Who can you reach out to in other sectors to make a real difference for healthier communities? This question helps us build on what we each know about our single-sector work in public health, ecology, and climate science. We see many positive outcomes for health and the environment when we work across sectors: in school gardens with nutrition education ; in interconnected health clinics and elementary schools; in climate action via soil carbon sequestration in urban and agricultural soils; and in watershed restoration for clean, abundant drinking water in both public and private areas. An important example of successful cross-sector work is The California Healthy Soils Initiative, which aims to improve community health for both the individuals and the environments across California.

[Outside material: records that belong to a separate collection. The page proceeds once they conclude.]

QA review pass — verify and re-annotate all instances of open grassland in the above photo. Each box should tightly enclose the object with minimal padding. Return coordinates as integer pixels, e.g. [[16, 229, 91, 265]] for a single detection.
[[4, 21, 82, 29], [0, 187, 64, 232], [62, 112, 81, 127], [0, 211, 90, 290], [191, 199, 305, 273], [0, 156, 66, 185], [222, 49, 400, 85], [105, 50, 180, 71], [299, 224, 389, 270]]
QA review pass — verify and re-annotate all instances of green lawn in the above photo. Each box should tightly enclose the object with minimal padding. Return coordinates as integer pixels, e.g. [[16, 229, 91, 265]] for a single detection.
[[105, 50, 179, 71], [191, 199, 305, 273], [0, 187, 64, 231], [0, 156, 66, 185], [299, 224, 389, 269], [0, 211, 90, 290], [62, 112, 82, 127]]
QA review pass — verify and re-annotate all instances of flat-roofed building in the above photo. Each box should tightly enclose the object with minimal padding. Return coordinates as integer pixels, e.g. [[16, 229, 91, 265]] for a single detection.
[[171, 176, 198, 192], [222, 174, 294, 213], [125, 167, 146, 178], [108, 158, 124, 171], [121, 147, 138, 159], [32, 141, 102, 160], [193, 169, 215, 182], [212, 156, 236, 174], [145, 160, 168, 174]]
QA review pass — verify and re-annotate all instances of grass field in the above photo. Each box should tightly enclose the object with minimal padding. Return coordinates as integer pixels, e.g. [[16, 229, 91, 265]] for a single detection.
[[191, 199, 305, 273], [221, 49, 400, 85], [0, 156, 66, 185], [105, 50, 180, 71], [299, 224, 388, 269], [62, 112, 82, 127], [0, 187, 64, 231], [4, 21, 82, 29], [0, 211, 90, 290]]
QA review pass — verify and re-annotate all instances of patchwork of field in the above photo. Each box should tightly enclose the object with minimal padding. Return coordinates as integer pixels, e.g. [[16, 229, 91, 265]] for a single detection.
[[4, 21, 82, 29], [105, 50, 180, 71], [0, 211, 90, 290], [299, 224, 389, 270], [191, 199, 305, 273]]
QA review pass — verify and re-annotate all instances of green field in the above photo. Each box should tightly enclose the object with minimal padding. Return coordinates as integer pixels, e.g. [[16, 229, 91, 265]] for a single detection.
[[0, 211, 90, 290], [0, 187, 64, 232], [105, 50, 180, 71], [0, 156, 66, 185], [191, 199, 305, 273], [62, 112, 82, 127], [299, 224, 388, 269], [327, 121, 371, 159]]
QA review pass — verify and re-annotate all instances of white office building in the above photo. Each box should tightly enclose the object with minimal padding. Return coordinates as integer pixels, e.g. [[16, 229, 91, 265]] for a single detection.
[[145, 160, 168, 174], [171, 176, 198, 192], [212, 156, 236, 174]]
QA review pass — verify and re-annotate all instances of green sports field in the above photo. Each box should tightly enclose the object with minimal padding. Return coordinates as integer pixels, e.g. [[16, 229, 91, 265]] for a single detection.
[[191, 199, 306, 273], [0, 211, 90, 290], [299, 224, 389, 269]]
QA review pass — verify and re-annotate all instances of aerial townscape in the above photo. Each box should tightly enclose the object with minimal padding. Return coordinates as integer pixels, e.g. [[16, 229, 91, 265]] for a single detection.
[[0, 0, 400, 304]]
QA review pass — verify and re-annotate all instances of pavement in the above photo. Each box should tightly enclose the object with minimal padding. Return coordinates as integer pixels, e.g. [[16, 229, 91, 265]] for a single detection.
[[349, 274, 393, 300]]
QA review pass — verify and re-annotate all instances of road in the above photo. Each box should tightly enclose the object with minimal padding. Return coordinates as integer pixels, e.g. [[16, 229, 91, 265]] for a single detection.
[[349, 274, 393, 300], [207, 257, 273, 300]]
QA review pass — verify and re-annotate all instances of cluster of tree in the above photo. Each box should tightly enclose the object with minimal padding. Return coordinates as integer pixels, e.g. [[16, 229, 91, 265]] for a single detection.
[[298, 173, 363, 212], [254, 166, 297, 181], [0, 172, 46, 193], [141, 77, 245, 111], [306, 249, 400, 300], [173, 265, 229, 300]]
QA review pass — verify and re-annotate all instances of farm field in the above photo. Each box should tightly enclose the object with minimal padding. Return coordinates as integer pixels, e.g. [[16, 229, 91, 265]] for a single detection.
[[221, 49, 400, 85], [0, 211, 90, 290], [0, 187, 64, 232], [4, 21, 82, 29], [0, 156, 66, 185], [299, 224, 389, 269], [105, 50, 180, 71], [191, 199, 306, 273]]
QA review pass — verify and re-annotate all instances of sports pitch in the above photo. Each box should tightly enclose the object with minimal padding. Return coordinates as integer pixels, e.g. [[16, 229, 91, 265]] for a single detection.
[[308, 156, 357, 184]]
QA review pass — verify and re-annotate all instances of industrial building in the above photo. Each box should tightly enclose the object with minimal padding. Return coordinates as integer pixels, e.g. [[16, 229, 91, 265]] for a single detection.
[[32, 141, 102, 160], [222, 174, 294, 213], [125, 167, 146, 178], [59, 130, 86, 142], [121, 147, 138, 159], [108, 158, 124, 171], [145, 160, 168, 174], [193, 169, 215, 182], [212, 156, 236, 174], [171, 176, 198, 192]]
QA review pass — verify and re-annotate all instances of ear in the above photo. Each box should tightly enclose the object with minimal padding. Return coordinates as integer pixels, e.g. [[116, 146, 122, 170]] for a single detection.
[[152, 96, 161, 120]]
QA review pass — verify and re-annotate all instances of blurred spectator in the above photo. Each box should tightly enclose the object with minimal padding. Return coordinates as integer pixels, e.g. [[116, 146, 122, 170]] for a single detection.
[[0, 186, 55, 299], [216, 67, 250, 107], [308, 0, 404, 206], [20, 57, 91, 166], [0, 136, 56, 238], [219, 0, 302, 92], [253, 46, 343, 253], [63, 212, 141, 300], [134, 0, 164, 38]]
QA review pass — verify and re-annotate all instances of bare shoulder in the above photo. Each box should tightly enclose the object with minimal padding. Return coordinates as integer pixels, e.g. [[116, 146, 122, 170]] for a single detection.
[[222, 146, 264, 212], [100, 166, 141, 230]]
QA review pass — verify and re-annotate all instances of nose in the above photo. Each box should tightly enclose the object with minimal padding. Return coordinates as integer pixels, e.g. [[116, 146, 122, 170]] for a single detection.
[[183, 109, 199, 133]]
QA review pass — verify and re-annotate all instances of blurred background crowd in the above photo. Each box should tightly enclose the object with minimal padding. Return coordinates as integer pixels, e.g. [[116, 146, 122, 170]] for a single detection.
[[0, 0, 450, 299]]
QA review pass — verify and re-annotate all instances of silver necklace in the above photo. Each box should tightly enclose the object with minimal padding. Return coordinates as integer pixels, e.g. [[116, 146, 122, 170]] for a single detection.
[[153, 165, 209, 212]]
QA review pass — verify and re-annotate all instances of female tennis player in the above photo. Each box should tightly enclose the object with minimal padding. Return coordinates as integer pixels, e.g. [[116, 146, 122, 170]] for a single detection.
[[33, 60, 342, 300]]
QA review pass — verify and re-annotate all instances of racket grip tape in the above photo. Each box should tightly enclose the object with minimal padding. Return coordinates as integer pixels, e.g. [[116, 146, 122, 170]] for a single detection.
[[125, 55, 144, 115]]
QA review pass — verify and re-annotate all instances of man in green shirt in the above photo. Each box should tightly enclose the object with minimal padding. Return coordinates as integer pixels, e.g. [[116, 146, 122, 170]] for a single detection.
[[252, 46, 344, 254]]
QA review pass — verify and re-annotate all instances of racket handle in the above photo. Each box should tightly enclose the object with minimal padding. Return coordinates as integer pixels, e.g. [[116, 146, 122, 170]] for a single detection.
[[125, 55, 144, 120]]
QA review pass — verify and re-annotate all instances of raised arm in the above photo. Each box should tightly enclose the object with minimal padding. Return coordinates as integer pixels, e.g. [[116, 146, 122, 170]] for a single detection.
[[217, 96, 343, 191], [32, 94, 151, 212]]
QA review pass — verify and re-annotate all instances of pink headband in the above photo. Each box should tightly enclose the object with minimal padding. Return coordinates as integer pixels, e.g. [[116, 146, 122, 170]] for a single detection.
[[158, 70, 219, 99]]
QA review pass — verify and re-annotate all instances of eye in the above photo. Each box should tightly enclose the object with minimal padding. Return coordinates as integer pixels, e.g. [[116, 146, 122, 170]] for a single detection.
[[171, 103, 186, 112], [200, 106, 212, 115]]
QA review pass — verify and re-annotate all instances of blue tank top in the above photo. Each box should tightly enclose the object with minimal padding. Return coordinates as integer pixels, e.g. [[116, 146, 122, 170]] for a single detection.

The California Healthy Soils Initiative is a new project of the California Department of Food and Agriculture whose objective is to mitigate climate damage through building soil carbon, reducing agricultural greenhouse gas emissions, and prioritizing disadvantaged communities for support in soil stewardship. The initiative offers grant funding, from the state’s Greenhouse Gas Reduction Fund, for soil and vegetation management by farmers and ranchers.
When we do more work together, we can create lasting and integrated solutions. As medical professionals, we patch up individuals to go out into an unhealthy world — a world that is disproportionately unhealthy for communities of color, indigenous communities, and poor communities. As scientists, we fail to engage individuals’ questions about their own well-being when we work solely on climate and ecosystem health. If we work across sectors, we create more holistic responses that — instead of creating the next problem — improve multiple interconnected concerns simultaneously. For example, cross-sector success from the fruition of the California Healthy Soils Initiative achieves the goals of soil health, agricultural soil stewardship, reductions in greenhouse gases, and benefits flowing to disadvantaged communities through their own engagement.
Working together, we can regenerate nature and build healthy communities in unison. Working together, we can learn about how ecosystem degradation impacts human health and how ecosystem preservation and restoration benefits human health. Together, we can mobilize climate action and healthy communities. To learn how to work well together, we have offered these examples.
Linda Rudolph, MD, MPH: I work with health professionals and local public health departments to leverage the health voice in support of climate action, and to integrate climate change into health programs. It’s exciting and gratifying to work with people in other sectors because I get to learn about and advocate for strategies with health and climate co-benefits.
Joanna Nelson, PhD: In my ecological field research in the Monterey Bay, California, I stand in the salt marsh; a dynamic, tidal edge environment between land and sea. The salt marsh buffers storm surge, provides habitat for juvenile fish, and filters agricultural runoff before it hits the ocean. I measure how the salt marsh filters runoff from upstream land use (agriculture, industry, and resident communities). High nutrient loads from conventional agriculture kills salt marsh in the downstream estuary, so one healthier part of this system is sustainable, diversified agriculture upstream. When I partner with organic farms promoting a more healthy, just food system, I see agriculture become conservation action. Living soils store carbon, hold more water, support local food streams, and send cleaner water downstream. While heroically filtering nitrogen pollution to prevent dead zones that impact fisheries, the marsh needs the heft of sustainable agriculture to get the job done. A vibrant marine estuary promotes healthy, abundant commercial fish catches and outdoor recreation rich with wildlife. Therefore, my work on both healthier soils and wetlands benefits human health in my community.